Problem using reinterpret_cast<> in c++

Problem using reinterpret_cast<> in c++ - c++

I am trying to cast a datastream into a struct since the datastream consists of fixed-width messages and each message has fulle defined fixed width fields as well. I was planning on creating a struct and then using reinterpret_cast to cast pointer to the datastream to the struct to get the fields. I made some test code and get weird results. Could any explain why I am getting these or how to correct the code. (the datastream will be binary and alpha numeric mixed but im just testing with strings)
#pragma pack(push,1)
struct Header
{
char msgType[1];
char filler[1];
char third[1];
char fourth[1];
};
#pragma pack(pop)
int main(void)
{
cout << sizeof(Header) << endl;
char* data = "four";
Header* header = reinterpret_cast<Header*>(data);
cout << header->msgType << endl;
cout << header ->filler << endl;
cout << header->third << endl;
cout << header->fourth << endl;
return 0;
}
The result that are coming up are
4
four
our
ur
r
I think the four, our and ur is printing since it cant find the null terminator. How do I get around the null terminator issue?
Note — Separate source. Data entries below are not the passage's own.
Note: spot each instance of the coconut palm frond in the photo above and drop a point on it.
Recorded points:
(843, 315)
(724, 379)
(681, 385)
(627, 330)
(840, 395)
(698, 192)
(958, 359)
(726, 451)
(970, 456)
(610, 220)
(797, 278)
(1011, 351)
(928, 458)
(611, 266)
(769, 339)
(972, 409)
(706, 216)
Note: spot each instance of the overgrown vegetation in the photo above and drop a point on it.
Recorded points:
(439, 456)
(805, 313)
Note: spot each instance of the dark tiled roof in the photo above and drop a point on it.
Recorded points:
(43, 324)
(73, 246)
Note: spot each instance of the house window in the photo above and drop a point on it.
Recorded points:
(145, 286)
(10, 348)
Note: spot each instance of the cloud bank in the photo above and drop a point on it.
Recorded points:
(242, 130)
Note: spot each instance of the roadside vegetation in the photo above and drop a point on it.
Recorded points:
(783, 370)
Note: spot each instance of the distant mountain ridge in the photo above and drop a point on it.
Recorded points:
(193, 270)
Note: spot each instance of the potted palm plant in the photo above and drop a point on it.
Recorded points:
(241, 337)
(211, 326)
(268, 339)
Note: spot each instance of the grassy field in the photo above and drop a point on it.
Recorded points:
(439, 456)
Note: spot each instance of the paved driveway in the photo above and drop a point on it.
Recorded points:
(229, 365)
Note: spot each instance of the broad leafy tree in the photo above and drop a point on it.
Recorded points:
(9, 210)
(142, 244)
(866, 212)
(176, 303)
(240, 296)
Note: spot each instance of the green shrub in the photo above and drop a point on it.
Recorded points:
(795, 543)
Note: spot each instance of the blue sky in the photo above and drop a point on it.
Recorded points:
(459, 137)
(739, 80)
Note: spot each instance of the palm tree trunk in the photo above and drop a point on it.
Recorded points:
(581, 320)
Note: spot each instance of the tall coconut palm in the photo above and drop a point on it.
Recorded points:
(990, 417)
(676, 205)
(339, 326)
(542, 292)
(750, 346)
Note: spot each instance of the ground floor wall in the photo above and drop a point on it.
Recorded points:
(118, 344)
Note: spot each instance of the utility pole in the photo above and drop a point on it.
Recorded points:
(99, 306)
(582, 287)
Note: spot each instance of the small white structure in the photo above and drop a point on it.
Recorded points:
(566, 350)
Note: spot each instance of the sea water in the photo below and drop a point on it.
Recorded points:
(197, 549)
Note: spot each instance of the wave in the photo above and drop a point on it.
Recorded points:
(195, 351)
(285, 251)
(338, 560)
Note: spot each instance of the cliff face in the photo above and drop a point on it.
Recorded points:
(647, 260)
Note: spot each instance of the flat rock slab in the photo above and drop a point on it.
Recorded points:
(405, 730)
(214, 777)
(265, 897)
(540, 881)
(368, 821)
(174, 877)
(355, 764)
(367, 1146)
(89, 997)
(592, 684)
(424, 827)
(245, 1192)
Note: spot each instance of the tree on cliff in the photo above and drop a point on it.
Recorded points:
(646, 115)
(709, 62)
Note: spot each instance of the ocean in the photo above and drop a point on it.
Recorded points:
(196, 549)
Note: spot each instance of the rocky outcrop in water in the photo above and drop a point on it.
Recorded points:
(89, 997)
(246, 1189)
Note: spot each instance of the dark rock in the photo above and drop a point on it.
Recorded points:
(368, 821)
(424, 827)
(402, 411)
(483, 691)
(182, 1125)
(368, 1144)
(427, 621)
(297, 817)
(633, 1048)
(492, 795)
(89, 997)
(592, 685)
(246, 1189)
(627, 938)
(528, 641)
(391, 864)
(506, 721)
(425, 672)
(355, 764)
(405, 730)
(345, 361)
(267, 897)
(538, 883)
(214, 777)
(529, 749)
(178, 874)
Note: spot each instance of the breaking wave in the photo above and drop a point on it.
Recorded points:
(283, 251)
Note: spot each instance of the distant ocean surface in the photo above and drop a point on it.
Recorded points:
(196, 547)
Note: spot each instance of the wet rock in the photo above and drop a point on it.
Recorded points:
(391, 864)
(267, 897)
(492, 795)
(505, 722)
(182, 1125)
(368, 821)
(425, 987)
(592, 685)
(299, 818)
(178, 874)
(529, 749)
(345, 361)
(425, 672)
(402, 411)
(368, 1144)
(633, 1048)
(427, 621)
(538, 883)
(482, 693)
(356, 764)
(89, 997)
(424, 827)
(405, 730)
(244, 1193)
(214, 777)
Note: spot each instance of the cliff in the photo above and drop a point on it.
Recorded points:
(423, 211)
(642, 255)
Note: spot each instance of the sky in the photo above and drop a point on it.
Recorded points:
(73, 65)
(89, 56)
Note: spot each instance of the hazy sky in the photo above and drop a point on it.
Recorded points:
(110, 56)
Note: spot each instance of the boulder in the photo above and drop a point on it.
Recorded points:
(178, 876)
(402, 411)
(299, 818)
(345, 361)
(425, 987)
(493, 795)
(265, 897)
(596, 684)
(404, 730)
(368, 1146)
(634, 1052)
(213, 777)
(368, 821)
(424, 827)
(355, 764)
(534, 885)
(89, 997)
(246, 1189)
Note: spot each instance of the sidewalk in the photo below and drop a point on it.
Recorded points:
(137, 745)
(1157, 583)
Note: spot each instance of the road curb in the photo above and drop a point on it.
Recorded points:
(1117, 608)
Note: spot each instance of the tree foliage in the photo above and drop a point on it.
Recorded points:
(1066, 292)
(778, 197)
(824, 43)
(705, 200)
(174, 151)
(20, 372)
In order to be able to print an array of chars, and being able to distinguish it from a null-terminated string, you need other operator<< definitions:
template< size_t N >
std::ostream& operator<<( std::ostream& out, char (&array)[N] ) {
for( size_t i = 0; i != N; ++i ) out << array[i];
return out;
}

You're right about the lack of null terminator. The reason it's printing "ur" again is because you repeated the header->third instead of header->fourth. Instead of "char[1]", why not just declare those variables as "char"?
struct Header
{
char msgType;
char filler;
char third;
char fourth;
};

The issue is not reinterpret_cast (although using it is a very bad idea) but in the types of the things in the struct. They should be of type 'char', not of type 'char[1]'.

#pragma pack(push,1)
template<int N>
struct THeader
{
char msgType[1+N];
char filler[1+N];
char third[1+N];
char fourth[1+N];
};
typedef THeader<0> Header0;
typedef THeader<1> Header1;
Header1 Convert(const Header0 & h0) {
Header1 h1 = {0};
std::copy(h0.msgType, h0.msgType + sizeof(h0.msgType)/sizeof(h0.msgType[0]), h1.msgType);
std::copy(h0.filler, h0.filler+ sizeof(h0.filler)/sizeof(h0.filler[0]), h1.filler);
std::copy(h0.third , h0.third + sizeof(h0.third) /sizeof(h0.third [0]), h1.third);
std::copy(h0.fourth, h0.fourth+ sizeof(h0.fourth)/sizeof(h0.fourth[0]), h1.fourth);
return h1;
}
#pragma pack(pop)
int main(void)
{
cout << sizeof(Header) << endl;
char* data = "four";
Header0* header0 = reinterpret_cast<Header*>(data);
Header1 header = Convert(*header0);
cout << header.msgType << endl;
cout << header.filler << endl;
cout << header.third << endl;
cout << header.fourth << endl;
return 0;
}

In my experience, using #pragma pack has caused headaches -- partially due to a compiler that doesn't correctly pop, but also due to developers forgetting to pop in one header. One mistake like that and structs end up defined differently depending on which order headers get included in a compilation unit. It's a debugging nightmare.
I try not to do memory overlays for that reason -- you can't trust that your struct is properly aligned with the data you are expecting. Instead, I create structs (or classes) that contain the data from a message in a "native" C++ format. For example, you don't need a "filler" field defined if it's just there for alignment purposes. And perhaps it makes more sense for the type of a field to be int than for it to be char[4]. As soon as possible, translate the datastream into the "native" type.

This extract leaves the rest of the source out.